A note from the wardrobe department in the spiritual world: God couldn't care less and wishes you had fashion sense of your own that simply hid your love of Krispy Kremes. He already invented layered chiffon tent dresses....
Did you hear about the lawsuit being brought against Krispy Kreme in Alexandria? Apparently, their "waste" from doughnut making has completely clogged up huge pipes belonging to the FCWaterAuthority. Makes even me pause and think about what that stuff is doing to my teeny tiny arteries...
AMEN!
You could always pick up smoking. That's what the models do. Oh, and heroin.
Oh, Comedy Goddess, the wise one....bless her for real wisdom. I'm with her. You go girl...get skinny on that!
And can you please come over and ADORE my new banner shot?
I'm only writing this much cos it's Saturday afternoon here and you seem to be the only person in the universe online cos I think all those bloody lazy Americans are in bed....cos it's 2am their time. Bums...

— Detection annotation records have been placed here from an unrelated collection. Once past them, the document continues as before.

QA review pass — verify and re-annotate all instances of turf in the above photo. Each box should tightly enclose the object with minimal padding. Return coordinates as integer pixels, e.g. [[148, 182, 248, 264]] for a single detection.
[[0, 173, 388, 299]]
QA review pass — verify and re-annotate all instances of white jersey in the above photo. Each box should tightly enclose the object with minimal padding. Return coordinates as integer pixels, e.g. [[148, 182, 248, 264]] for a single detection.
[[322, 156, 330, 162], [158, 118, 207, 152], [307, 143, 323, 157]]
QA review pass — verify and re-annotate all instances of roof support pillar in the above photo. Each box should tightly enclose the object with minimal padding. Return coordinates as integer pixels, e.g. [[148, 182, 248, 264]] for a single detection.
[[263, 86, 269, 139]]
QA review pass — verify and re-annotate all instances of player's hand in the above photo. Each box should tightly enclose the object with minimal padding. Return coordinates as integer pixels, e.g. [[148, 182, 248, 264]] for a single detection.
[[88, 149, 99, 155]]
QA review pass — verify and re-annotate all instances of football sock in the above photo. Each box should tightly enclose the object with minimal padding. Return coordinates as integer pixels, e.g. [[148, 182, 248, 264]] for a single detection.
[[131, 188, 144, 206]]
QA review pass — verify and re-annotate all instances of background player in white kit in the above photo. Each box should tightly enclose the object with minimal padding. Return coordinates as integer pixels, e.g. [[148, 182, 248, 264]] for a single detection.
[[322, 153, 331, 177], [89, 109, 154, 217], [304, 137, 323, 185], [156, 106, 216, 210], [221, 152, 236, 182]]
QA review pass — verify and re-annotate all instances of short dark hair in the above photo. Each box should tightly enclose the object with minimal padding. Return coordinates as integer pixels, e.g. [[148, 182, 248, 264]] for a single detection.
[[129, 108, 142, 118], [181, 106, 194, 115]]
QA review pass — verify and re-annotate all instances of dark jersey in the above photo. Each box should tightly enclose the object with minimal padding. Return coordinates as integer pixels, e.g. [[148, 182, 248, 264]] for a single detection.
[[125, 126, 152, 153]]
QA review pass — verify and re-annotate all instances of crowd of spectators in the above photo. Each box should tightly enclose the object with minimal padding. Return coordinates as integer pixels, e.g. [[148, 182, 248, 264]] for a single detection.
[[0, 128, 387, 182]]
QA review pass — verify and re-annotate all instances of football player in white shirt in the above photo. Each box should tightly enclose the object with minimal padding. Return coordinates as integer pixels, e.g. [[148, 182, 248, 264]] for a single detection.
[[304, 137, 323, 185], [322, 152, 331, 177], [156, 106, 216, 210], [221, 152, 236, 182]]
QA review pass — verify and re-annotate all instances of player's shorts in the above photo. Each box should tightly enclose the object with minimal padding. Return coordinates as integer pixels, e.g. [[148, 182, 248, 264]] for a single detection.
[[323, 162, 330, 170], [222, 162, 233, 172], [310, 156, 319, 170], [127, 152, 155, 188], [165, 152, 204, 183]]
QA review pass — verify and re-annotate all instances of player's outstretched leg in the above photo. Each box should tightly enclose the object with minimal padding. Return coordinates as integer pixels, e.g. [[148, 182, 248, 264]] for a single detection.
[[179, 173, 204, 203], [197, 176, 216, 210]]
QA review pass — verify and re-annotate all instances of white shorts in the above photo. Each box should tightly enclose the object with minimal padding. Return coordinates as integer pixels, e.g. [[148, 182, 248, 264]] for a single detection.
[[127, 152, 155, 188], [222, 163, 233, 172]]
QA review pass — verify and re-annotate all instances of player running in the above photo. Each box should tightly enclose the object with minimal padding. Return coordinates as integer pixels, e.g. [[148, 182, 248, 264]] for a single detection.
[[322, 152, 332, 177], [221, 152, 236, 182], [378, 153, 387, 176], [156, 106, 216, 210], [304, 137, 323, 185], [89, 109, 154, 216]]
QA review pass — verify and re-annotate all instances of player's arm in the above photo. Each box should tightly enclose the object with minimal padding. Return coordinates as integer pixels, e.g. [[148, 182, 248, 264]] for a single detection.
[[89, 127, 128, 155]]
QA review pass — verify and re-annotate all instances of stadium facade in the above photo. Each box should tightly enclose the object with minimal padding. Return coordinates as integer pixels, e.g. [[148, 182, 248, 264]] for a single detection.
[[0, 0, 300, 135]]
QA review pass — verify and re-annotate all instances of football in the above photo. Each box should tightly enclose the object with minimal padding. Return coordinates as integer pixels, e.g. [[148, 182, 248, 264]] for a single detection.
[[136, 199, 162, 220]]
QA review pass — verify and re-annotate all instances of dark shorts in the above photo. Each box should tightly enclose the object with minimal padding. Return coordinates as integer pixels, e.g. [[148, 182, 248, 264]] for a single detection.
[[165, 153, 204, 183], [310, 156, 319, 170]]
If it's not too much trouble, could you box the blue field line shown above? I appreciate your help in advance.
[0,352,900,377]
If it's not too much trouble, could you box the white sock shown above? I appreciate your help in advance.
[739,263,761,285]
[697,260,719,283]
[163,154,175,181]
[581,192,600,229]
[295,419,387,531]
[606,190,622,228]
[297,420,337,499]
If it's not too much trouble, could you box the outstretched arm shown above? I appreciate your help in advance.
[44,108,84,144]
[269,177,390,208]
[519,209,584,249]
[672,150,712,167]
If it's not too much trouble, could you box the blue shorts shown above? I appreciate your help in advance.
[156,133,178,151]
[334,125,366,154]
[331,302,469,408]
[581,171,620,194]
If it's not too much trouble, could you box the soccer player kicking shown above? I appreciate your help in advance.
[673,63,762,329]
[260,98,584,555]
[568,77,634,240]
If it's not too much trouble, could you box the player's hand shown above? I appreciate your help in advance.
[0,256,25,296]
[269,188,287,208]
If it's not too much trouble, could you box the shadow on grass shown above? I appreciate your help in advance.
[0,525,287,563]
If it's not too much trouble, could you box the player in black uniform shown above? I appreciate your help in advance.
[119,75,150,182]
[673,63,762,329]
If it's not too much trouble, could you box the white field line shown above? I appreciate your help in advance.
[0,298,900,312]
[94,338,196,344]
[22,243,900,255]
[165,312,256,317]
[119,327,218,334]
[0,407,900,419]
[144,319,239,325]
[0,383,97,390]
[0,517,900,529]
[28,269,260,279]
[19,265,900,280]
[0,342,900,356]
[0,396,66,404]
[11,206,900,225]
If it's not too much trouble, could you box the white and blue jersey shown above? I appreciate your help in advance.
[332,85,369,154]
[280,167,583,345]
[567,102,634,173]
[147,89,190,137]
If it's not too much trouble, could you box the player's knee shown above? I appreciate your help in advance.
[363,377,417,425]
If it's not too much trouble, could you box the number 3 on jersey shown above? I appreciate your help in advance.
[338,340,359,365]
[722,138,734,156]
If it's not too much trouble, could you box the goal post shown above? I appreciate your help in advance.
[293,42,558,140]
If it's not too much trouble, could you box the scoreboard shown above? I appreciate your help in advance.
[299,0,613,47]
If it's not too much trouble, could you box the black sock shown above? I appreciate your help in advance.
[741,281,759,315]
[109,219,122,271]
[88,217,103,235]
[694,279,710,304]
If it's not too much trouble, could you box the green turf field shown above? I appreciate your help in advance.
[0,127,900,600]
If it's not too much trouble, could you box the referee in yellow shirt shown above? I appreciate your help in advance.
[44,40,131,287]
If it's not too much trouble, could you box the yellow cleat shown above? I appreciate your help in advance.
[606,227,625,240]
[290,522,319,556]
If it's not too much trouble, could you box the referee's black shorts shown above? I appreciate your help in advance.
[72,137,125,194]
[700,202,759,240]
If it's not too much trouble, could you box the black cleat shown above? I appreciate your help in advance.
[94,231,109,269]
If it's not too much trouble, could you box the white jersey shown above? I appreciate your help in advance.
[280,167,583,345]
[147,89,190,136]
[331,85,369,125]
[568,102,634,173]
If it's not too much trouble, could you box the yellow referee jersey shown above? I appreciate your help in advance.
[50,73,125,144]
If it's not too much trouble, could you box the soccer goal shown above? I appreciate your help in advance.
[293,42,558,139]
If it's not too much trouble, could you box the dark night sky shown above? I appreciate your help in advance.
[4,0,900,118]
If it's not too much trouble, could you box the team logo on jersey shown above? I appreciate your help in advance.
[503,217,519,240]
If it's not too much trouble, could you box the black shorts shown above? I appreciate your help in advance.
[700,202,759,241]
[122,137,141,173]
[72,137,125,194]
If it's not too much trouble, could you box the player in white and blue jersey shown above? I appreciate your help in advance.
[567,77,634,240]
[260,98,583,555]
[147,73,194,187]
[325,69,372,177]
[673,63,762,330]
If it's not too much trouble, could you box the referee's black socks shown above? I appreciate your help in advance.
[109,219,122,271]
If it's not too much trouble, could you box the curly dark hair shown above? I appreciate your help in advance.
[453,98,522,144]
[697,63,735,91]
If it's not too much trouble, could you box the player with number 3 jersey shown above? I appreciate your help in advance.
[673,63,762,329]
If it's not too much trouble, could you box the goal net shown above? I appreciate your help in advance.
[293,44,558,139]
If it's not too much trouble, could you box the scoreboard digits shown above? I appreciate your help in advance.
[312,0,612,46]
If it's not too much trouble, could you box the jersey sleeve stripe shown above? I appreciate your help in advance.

LOL Braja! I was in bed by 10pm
Amen to your prayer sista!
I also have a muffin top. I have it because I am either always blogging, gaming or couch potatoing. Those things make me happy so I am ok with it!
I giggled at your closet in the kitchen. What a novel idea!
My prayers are with you and your family to keep you safe from spiders and all other evil things
Someone destroyed a Krispy Kreme? Where? Who? Do you have their home address?